In Ant Colony

               
                              Do I sound a bit strange when I say I belong to ant colony. I might intrigue you as well. Look around ! you had been living in it.  Neither do I feel ashamed to be a part of it, nor do I have any regrets. I wake up to its realities everyday. The mornings in and out of this colony do haunt me like hell but I line up with other members to an awfully grey life and the nights tempts me to spit out the anguish that squanders my ego to pieces. I breathe diplomacy ! It's queer, but here in ant colony diplomacy is air ! I can see you scoffing at me, but it's the truth dear fellows ! Your mocking smile!  I have seen it in other faces too. I have seen them appeasing themselves with their mocking grin. I am myself being a talker and not a doer, you might be feeling that by now. What can I do ?  What is this all about ? is all I can hear. I could hear shrills out of pain from somewhere when I was walking in line with other ants. I wonder if my conscience couldn't hear it. It's least bothered about it.We had been taught this way to be cold like frozen metal, to be like the girl waiting at the door to be taken away by her lover. The girl's patience out of submissive prospects out wins her ambitions to a life she had dreamed all these days. I was taught to feel like her, to wait like her for fortune to ring at my doorsteps. To blame luck if I can't do a damn about anything . I had been taught well to scoff at those who are ready to take risks. It's to degenerate him on the grounds of the only mistake that flawed the risk he took. I am not taught nor will I take pride in the audacity of that person to take the risk. I am taught to blame an entity for every thing I do and everything I'l never do in my life because I belong to the ant colony. I am trained not to look at the heaviness of the miserable lives of my comrades whatsoever happens. Not that I care anybody or not. I'd been taught to stick to them and elude at all possible breaks. Before jumping into any conclusions, let me tell you that not only me, everyone here in ant colony are trained so.
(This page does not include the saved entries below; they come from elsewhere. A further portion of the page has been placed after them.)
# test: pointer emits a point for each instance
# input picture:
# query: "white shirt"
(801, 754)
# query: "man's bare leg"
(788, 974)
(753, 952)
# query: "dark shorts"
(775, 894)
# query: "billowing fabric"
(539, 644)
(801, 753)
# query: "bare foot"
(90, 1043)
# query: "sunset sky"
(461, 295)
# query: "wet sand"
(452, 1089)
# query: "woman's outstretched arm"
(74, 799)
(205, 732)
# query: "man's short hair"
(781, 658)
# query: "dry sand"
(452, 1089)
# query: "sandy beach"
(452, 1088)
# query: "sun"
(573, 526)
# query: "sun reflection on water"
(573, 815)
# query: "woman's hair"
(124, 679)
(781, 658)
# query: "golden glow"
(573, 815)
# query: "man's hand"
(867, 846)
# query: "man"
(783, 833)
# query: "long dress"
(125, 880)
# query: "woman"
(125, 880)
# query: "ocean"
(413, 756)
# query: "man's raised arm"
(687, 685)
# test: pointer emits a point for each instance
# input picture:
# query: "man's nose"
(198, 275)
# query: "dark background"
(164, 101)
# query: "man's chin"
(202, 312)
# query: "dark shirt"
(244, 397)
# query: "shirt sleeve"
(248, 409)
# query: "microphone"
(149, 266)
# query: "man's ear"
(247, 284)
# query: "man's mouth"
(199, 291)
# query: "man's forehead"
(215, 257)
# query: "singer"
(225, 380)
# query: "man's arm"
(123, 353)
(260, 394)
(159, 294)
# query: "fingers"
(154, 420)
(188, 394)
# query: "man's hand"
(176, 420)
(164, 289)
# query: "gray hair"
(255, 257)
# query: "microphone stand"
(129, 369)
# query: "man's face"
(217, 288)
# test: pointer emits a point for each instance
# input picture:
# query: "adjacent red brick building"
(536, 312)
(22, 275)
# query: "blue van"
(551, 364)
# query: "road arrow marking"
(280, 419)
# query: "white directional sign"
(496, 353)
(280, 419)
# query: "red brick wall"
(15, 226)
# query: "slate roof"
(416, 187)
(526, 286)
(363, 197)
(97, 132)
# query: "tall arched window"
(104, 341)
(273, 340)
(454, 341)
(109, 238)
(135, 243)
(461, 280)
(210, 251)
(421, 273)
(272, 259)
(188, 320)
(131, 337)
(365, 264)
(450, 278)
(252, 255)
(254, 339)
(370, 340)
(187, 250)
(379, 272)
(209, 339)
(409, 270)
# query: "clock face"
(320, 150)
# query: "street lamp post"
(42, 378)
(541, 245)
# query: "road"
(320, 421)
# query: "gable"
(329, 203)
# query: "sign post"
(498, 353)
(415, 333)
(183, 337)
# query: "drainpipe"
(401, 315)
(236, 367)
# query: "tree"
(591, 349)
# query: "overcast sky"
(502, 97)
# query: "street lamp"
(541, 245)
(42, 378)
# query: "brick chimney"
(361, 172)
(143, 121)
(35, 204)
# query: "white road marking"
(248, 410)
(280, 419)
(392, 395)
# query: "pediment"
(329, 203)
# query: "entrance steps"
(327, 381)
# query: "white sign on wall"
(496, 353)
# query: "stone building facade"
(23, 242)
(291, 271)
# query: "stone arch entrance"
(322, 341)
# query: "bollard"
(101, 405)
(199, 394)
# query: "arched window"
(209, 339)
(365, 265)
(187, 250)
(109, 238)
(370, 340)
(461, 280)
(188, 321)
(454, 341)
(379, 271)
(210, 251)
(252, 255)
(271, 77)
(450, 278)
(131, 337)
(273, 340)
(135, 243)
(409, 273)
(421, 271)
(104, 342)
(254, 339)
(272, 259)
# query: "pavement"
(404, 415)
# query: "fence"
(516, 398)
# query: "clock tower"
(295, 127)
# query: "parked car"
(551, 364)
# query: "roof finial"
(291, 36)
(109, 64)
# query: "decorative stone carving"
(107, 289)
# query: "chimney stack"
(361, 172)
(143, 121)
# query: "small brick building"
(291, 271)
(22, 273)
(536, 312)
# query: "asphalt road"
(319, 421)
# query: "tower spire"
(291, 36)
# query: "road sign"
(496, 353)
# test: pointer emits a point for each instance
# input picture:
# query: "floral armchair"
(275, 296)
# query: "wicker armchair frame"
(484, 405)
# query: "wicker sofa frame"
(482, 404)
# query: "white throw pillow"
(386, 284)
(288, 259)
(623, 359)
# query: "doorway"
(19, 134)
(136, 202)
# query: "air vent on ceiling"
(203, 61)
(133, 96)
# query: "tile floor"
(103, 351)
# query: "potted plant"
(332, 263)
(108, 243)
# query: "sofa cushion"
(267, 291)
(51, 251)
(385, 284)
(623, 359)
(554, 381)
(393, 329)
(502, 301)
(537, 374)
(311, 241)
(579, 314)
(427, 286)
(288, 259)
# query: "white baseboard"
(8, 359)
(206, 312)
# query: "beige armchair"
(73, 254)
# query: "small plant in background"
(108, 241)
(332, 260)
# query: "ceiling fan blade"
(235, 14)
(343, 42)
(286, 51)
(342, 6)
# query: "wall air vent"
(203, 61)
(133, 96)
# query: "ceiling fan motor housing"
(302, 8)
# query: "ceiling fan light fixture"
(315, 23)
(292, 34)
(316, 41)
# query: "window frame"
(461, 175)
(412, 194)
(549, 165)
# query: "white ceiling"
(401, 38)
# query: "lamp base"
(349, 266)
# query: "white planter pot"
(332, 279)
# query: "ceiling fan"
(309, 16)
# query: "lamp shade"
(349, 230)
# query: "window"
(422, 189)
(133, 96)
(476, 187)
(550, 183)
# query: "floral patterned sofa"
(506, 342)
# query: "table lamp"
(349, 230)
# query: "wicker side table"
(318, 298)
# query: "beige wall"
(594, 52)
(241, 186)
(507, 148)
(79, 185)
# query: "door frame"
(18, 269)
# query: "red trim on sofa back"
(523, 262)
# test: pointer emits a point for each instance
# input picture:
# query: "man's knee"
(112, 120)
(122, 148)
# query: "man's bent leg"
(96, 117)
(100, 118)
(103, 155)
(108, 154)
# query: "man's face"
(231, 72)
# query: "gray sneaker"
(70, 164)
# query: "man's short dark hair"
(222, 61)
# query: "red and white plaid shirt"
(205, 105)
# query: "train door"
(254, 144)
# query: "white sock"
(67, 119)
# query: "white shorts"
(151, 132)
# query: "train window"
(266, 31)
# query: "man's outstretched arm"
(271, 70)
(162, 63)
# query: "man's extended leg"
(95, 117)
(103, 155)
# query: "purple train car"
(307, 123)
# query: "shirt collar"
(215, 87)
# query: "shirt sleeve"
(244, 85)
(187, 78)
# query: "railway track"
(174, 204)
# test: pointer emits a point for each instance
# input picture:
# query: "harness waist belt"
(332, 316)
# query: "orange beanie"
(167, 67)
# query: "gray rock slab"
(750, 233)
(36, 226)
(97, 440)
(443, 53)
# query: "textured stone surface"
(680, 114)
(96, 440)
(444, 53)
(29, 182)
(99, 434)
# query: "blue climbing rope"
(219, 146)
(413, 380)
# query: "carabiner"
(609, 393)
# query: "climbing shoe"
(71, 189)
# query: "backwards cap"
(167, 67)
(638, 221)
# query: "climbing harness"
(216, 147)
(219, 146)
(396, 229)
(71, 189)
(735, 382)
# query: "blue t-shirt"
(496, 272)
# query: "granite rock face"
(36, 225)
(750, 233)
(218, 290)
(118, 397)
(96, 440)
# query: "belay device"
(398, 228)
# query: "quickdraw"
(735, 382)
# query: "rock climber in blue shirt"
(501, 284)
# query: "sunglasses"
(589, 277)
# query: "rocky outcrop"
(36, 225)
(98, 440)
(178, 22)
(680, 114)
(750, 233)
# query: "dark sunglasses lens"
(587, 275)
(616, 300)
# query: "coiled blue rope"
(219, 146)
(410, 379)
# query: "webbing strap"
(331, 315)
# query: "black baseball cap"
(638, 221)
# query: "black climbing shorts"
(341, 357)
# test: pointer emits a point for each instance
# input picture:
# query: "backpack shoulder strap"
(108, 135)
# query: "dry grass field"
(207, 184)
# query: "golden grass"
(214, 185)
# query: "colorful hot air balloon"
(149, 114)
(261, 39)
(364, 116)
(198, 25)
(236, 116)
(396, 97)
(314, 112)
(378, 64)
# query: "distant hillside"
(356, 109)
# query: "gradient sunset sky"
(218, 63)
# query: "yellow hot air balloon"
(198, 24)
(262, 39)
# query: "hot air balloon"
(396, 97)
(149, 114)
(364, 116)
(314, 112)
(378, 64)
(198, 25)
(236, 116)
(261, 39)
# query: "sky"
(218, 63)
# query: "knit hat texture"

                 From the day I grew to an adult, I was sent to a place to work. We get leaflets as the reward to our work. The one who amasses it the most is perceived as the most successful in ant colony. Quantity rests above quality here. We are taught to stab behind at every opportunity to earn them. If one don't have a handful of them,we are taught to stomp and spit at them because to help is to sin here in ant colony. I don't have enough of them because I sinned once.For the sin what did I earn ?. The undeserved is ready to spit at me now because he's got a myriad of them. No matter how he earned them, he is the most respected in the colony. The mouths that spitted at him are now getting tired of praising him. I now scornfully look at the way things get capricious in ant colony. I now believe this is how things are supposed to be in ant colony. What more can I do than sit on my ass and blame at the space that filled in to be myself. I am not going to stand up and shout because that's not how ants do it here. Tomorrow I the least shameful will be part of that long awaited greyish monotone and will be submitting myself into the roots and customs of the colony. Not that I am not ready to prove myself but I have grown tired over facing repercussions subsequently. Is it me who had half-stood against the colony or is it my soul longing for submission. Am I being a hypocrite? No I am an ant and hypocrisy is the essential prospect of surviving  here. Go through from the beginning of what I had told you ! Yes, I have already listed in. I want to live and every one wants to live happy because happiness always eclipses the purpose of life. It's the ethics that freezes my revolt in the blood.
It's me and the slow degrading ant colony to the so called betterment has just imbibed me in. Till date I had been one of them and lived as an incognito. Tomorrow I'l live an ant's life to the truth or more precisely a crap under someone's boots stubbornly longing for a salvation to come to me " hopefully in this life or next ".